Mr Abiy’s statement asserted that thousands of Tigray militia and special forces surrendered during the 72-hour period that ended on Wednesday evening.
“We will take utmost care to protect civilians,” the statement said.
The United Nations has reported people fleeing the city, but communications and transport links remain severed to Tigray, and it is not clear how many people in Mekele received the warnings in time.
Tigray regional leaders could not immediately be reached.
“What is happening is beyond words, and it is heart-breaking to see a great country is collapsing,” a Mekele resident wrote in a message seen by The Associated Press.
The message expressed hopelessness at not being able to reach loved ones elsewhere in the region, adding, “Ohhhhhhhh GOD!”
The international community is pleading for immediate de-escalation, dialogue and humanitarian access as Ethiopian forces have fought their way through Tigray to Mekele.
On Thursday the European Union commissioner for crisis management Janez Lenarcic tweeted: “The hostilities in Ethiopia are of major concern for the EU.
“Next to the casualties, the danger of a major humanitarian crisis is imminent.
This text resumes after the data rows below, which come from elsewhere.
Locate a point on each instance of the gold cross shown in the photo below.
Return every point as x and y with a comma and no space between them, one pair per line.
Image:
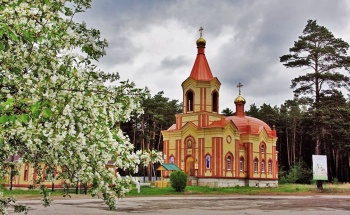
239,87
201,29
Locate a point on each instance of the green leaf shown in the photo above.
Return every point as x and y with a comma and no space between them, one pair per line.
3,119
47,112
24,118
35,107
12,118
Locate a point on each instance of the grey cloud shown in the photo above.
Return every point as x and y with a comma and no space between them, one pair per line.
171,63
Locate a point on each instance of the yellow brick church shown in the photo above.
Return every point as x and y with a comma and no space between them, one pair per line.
213,149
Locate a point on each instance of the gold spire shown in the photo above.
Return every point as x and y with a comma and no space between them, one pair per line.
239,99
201,42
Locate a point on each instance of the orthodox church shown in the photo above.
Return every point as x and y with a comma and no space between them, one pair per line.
213,149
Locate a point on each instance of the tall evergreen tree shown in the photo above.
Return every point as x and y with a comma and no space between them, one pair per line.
323,55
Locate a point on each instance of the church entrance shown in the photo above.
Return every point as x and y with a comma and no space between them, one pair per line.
189,166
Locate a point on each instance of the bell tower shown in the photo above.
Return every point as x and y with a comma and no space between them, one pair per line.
201,90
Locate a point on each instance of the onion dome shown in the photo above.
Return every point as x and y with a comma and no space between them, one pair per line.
239,100
201,42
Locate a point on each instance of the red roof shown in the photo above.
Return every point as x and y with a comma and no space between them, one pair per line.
201,70
249,124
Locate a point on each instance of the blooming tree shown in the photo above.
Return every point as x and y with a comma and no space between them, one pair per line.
55,107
An immediate de-escalation is needed by all parties.”
But Mr Abiy, last year’s Nobel Peace Prize winner, however, has rejected international “interference”.
His government has said three high-level African Union envoys for the conflict can meet with Mr Abiy, but not with the Tigray leaders.
On Thursday, his office said for the first time that the country’s ministry of peace would open a “humanitarian access route”.
Although it gave no details, it also said distribution of supplies has begun in areas of Tigray now under government control.
The statement came hours after the UN warned of “very critical” shortages in the Tigray region as its population of six million remained sealed off.
Mr Abreu said that the UN appreciates the Ethiopian government’s acknowledgement of the need for urgent humanitarian assistance.
He added: “We look forward to working with all parties to the conflict to ensure that humanitarians have unconditional, safe and immediate access to, and within, Tigray.
“We want to do so in accordance with the globally agreed-upon principles of humanity, neutrality, impartiality and operational independence.”
The two governments now regard each other as illegal.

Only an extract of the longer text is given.